Roger Pelerin, le maître.

Vous avez entendu parler de lui, ce graveur de l’île Nepawa. Vous avez vu de ses œuvres, peut-être même acheté le livre des éditions du Quartz qui lui est consacré. Sur la première de couverture, cette maison des temps anciens où chacun des bardeaux est minutieusement travaillé. Les chevaux dans le champ, les vaches, les moineaux sur les fils, les clôtures… Une vie en noir et blanc. Vous êtes impressionné par tant de rigueur, d’évocation, de richesse. Un beau livre plein de ces trésors.
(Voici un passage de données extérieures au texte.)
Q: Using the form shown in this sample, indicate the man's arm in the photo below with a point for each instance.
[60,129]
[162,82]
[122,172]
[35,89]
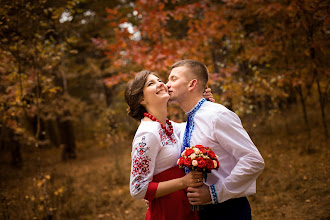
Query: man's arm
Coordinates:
[199,195]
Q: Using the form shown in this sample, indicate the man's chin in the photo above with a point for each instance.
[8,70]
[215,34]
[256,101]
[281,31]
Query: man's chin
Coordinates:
[172,100]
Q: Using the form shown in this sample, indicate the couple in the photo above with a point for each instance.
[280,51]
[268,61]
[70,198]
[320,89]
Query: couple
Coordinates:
[158,143]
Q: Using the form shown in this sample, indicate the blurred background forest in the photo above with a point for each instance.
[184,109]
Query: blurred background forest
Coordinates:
[65,138]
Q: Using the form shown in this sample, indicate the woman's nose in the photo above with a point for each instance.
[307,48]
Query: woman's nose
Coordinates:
[160,84]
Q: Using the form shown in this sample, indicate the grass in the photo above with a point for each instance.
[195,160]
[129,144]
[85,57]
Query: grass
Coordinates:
[294,184]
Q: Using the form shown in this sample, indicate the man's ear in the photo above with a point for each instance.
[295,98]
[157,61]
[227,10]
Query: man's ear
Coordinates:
[192,84]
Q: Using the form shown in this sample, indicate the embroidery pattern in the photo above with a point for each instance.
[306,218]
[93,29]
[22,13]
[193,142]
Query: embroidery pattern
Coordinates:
[190,124]
[141,161]
[165,139]
[214,194]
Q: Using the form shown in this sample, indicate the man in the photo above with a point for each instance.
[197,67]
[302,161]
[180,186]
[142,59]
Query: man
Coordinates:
[213,125]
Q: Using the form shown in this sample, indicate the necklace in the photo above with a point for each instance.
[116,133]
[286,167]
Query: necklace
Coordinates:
[169,131]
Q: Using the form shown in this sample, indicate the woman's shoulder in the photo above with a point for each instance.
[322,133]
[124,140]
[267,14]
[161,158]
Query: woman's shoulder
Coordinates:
[147,129]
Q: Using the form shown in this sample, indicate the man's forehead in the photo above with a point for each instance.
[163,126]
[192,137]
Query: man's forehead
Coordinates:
[177,71]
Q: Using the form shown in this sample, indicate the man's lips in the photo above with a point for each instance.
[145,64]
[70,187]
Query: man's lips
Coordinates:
[162,90]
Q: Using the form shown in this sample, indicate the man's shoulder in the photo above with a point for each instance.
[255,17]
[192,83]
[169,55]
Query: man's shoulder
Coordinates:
[214,108]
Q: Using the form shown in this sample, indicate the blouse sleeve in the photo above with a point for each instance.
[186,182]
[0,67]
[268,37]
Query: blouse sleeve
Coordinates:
[145,148]
[232,137]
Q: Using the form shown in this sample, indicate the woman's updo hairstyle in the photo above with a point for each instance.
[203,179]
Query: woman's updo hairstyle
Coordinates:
[134,95]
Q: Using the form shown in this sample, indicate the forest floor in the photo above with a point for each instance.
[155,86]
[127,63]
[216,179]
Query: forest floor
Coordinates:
[294,185]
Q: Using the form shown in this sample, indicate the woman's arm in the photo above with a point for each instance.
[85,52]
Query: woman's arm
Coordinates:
[192,179]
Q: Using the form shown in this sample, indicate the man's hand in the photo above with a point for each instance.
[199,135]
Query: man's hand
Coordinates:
[199,195]
[147,203]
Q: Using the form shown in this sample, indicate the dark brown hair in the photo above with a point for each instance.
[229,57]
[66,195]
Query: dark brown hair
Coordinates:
[134,94]
[197,69]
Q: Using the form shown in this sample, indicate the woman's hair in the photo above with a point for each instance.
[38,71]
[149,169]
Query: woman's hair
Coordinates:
[134,95]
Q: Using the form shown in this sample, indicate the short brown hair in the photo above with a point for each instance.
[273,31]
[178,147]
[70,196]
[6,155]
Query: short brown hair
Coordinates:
[197,69]
[134,94]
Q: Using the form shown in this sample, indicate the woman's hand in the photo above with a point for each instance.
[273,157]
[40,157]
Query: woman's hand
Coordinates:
[192,179]
[208,95]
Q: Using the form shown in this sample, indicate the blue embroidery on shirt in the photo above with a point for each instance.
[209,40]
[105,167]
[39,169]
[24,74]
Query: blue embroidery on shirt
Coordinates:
[214,194]
[190,124]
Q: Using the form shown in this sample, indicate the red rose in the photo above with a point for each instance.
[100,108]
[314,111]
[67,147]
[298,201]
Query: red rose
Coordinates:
[203,150]
[181,161]
[201,162]
[189,151]
[187,162]
[209,165]
[218,165]
[211,154]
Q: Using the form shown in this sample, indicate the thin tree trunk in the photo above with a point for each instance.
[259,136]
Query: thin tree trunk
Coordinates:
[322,108]
[303,105]
[67,137]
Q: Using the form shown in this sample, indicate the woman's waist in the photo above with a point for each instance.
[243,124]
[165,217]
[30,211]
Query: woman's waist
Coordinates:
[168,174]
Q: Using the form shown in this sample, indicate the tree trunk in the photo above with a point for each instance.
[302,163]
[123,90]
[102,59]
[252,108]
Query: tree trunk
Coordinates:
[322,103]
[303,105]
[67,137]
[53,133]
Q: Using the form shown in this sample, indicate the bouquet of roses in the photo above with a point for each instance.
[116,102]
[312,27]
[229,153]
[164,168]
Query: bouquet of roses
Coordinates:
[199,158]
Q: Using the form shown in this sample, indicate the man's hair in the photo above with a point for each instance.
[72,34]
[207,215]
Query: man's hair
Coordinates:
[196,69]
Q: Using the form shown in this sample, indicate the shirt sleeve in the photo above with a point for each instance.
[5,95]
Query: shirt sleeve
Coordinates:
[145,148]
[233,138]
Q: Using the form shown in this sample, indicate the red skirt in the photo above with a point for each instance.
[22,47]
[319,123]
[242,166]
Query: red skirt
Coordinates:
[173,206]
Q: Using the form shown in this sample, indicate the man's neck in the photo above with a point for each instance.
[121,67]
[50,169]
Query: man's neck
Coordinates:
[190,102]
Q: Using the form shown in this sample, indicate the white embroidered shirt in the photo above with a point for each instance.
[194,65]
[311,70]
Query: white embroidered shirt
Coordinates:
[213,125]
[152,152]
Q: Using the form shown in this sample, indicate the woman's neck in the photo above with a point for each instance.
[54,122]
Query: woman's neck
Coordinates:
[159,113]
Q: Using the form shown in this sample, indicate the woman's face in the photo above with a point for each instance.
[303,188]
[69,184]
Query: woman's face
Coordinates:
[154,91]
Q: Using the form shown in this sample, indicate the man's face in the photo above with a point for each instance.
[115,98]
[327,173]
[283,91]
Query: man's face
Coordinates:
[178,84]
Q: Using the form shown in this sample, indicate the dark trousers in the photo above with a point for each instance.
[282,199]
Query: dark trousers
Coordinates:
[233,209]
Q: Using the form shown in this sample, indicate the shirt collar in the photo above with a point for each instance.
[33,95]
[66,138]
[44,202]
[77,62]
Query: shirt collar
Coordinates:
[195,109]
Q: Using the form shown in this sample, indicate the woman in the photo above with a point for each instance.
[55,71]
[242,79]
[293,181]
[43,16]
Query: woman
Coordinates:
[155,151]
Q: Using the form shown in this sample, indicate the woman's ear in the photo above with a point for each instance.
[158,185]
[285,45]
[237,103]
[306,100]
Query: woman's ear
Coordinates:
[143,102]
[192,84]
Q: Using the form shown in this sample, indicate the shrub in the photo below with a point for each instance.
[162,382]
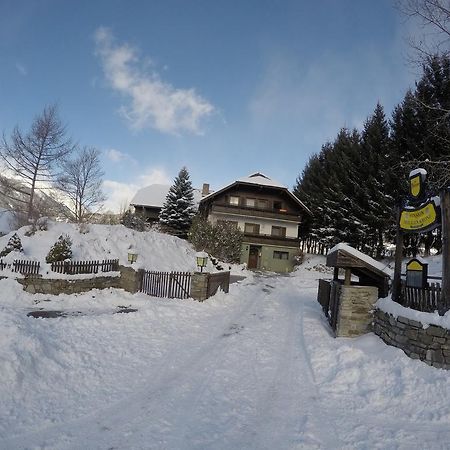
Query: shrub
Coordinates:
[61,250]
[133,221]
[14,244]
[222,240]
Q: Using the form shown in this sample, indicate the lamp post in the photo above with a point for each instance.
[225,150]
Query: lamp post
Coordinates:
[132,255]
[202,259]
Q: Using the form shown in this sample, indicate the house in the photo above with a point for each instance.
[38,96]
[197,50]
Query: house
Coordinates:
[149,200]
[267,213]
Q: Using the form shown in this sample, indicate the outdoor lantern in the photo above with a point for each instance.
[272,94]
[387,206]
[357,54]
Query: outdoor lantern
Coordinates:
[132,255]
[202,259]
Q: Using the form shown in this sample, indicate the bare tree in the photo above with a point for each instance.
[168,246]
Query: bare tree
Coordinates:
[81,181]
[31,157]
[433,17]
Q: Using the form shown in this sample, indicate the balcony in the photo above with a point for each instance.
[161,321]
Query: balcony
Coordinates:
[254,212]
[269,239]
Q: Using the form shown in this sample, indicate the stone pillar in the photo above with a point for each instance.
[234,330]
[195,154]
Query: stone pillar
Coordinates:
[199,286]
[130,279]
[355,310]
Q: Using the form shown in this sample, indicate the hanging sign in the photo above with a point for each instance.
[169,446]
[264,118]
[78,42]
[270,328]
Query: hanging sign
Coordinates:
[424,218]
[420,213]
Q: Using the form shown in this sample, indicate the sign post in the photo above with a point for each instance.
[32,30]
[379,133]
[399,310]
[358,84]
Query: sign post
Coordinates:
[445,211]
[422,212]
Le petit garçon avec le chien, c’est lui. Et celui avec son air de clown sur le rabat intérieur, c’est encore lui.

Vous vous dites : je veux rencontrer cet artiste, son atelier, son univers. Et vous y allez.

Vous entrez dans son monde. Son chien vous reçoit, joyeux à l’excès, ainsi que Renée, sa compagne, artiste comme lui.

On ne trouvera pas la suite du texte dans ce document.